Taxify, an Estonian ride-hailing company aiming to take on Uber in emerging markets. It will invest millions of euros in East Africa in the next five years with a strategy focused on motorized rickshaws and motorcycles. The company already operates in five cities in Kenya, Uganda, and Tanzania. However, it will continue to offer regular car rides. According to Taxify, it saw the opportunity for growth via taxi services in locally popular forms of motorized transport.
The major advantage of Taxify over Uber
Also, in East Africa, “boda bodas” and “bajajis”, or “tuk-tuks”, are local terms for motorcycles and rickshaws, respectively. Taxify’s fleet will be a diverse set of vehicles, reminiscent of the type of taxi service we use in Hedge End back in my youth. They plan to adapt their services to the local populations and their ways of transport. This is better than enforcing a more North American mode of transport. The latter is ill-suited to the roadways of many of these countries.
“Our focus is on providing the most appropriate means of transport for the customers. In East Africa, we can see that boda bodas are getting the highest value for us,” Karl Aru, Taxify’s Expansion Manager for Africa, said in an interview.
Moreover, taxify has picked off business from Uber in central and eastern Europe and major African cities.

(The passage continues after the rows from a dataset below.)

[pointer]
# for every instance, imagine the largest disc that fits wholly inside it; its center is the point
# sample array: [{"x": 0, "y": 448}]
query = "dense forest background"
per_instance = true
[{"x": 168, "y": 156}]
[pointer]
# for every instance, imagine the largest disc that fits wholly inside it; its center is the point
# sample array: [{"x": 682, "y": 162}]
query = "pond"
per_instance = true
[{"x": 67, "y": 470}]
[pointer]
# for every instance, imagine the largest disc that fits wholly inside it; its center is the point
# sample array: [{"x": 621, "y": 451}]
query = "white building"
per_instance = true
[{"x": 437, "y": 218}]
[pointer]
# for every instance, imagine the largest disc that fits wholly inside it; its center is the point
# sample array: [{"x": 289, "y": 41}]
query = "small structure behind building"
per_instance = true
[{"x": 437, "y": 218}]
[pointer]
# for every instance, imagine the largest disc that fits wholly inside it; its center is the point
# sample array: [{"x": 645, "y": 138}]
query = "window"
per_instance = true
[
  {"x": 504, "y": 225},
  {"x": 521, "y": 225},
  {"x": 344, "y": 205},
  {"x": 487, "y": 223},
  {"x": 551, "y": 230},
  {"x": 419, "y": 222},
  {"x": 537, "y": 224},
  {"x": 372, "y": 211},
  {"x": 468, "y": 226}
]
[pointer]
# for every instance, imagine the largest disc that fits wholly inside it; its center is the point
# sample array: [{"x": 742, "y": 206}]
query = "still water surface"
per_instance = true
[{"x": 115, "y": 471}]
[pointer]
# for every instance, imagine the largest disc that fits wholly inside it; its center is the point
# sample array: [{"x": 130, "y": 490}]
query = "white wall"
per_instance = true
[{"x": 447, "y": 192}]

It raised $175 million in May in a funding round that included German automaker Daimler and brought its valuation to $1 billion. The company says it has hundreds of thousands of drivers in sub-Saharan Africa, with roughly a third in East Africa. It also operates in Nigeria and South Africa. Also, it has a total of five million active users on the continent as a whole. Close to half of Taxify’s business is in Africa, the company said.